Apply ranking functions

There are four ranking functions:

row_number, rank, dense_rank and ntile.

ROW_NUMBER assigns a number from 1 to n based on a user specified sorting order i.e. column. ROW_NUMBER also has the PARTITION BY option which will segment results depending on what is defined after the PARTITION BY clause.

The next functions RANK and DENSE_RANK are used to RANK a row on a particular column e.g. ranking components by the quantity is stock. If the RANK function doesn’t come across any rows which tie i.e. have the same data for that particular column then RANK, DENSE_RANK and ROW_NUMBER return the same result set.

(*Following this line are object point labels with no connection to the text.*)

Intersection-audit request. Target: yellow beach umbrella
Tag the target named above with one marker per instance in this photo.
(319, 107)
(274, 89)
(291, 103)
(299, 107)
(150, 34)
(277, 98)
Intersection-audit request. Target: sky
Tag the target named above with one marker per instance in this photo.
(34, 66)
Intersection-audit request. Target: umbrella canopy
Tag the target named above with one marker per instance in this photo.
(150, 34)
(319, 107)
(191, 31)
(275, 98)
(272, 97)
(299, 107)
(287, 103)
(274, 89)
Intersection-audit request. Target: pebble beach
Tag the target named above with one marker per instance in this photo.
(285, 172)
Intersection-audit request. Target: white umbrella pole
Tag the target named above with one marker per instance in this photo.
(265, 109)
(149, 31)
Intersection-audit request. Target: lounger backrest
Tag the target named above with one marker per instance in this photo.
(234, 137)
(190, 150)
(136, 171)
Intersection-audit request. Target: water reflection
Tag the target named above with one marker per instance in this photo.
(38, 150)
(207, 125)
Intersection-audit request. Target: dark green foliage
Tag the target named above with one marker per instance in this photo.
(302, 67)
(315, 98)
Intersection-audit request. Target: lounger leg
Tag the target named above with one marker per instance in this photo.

If there are ties in the result set then RANK will display gaps in the ranking sequence where n number of rows are tied e.g. if the 1th ranking row has 3 equivalently ranked rows then the next ranking assigned will be 14th; DENSE_RANK doesn’t produce gaps in this scenario. RANK and DENSE_RANK also have the PARTITION BY option.

The NTILE(n) function divides the result set into n number of groups which are equal where applicable. NTILE also has the PARTITION BY option.

Examples here

Control execution plans

The execution of a query can be controlled with TABLE, QUERY and JOIN hints.

TABLE hints override the default behaviour of the query optimiser by specifying a locking mechanism, index or processing operation.

The TABLE hints available are:

FORCESEEK – forces the query optimser to only use an index seek operation to retrieve the data. Can be used on clustered and nonclustered indexes. If no index is found for that particular table then an error is returned.

KEEPIDENTITY – Used with BULK INSERTS statements. This allows for the identities contained in the import data to be retained; as long as they don’t violate constraints.

KEEPDEFAULTS – Used with BULK INSERT statements. This allows the column defaults to be used when no value is specified for that column in the BULK INSERT.

HOLDLOCK (SERIALIZABLE) – This option holds the shared lock until the transaction is complete; ordinarily the shared lock would be released when the statement completes.

NOEXPAND – used with indexed views; ensures the index isn’t expanded to access data from the underlying tables.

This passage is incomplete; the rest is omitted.